The Court of Appeal for Ontario has upheld an insurer’s summary judgement motion, dismissing a claimant’s action against her accident benefits insurer because she missed the two-year limitation period.

Tanya Sietzema was involved in a car accident November 11, 2005. She filed an application for benefits on November 29, 2005 with Economical Insurance. She was employed at the time of the accident. Her application included a Disability Certificate, signed by her physician. That form described her injuries and included the physician’s response to questions about the appellant’s eligibility for various benefits. Under the category Non-Earner Benefits, the physician indicated that the appellant did not meet the “disability test” for Non-Earner Benefits.
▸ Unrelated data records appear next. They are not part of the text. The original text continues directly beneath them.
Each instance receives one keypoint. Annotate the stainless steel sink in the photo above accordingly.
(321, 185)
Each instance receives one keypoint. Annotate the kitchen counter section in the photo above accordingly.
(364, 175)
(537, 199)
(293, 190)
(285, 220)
Economical replied to the appellant’s application on December 19, 2005. It sent her a an Explanation of Benefits Payable by Insurance Company (OCF-9). This stated she was eligible for Income Replacement Benefits of up to $400 per week. The form indicated that she was not eligible for Non-Earner Benefits because she was employed at the time of the accident.

Although the appellant was not eligible for Non-Earner Benefits, the reason given by the insurer was wrong. She was not eligible for Non-Earner Benefits because she qualified for Income Replacement Benefits and the SABS did not permit her to receive both benefits. Although it was generally assumed in the insurance industry in 2005 that employment at the time of the accident precluded receipt of Non-Earner Benefits, the Court of Appeal’s decision in Galdamez v. Allstate Insurance clarified that, rare though the situation might be, a person who was able to continue to work might nevertheless qualify for Non-Earner Benefits.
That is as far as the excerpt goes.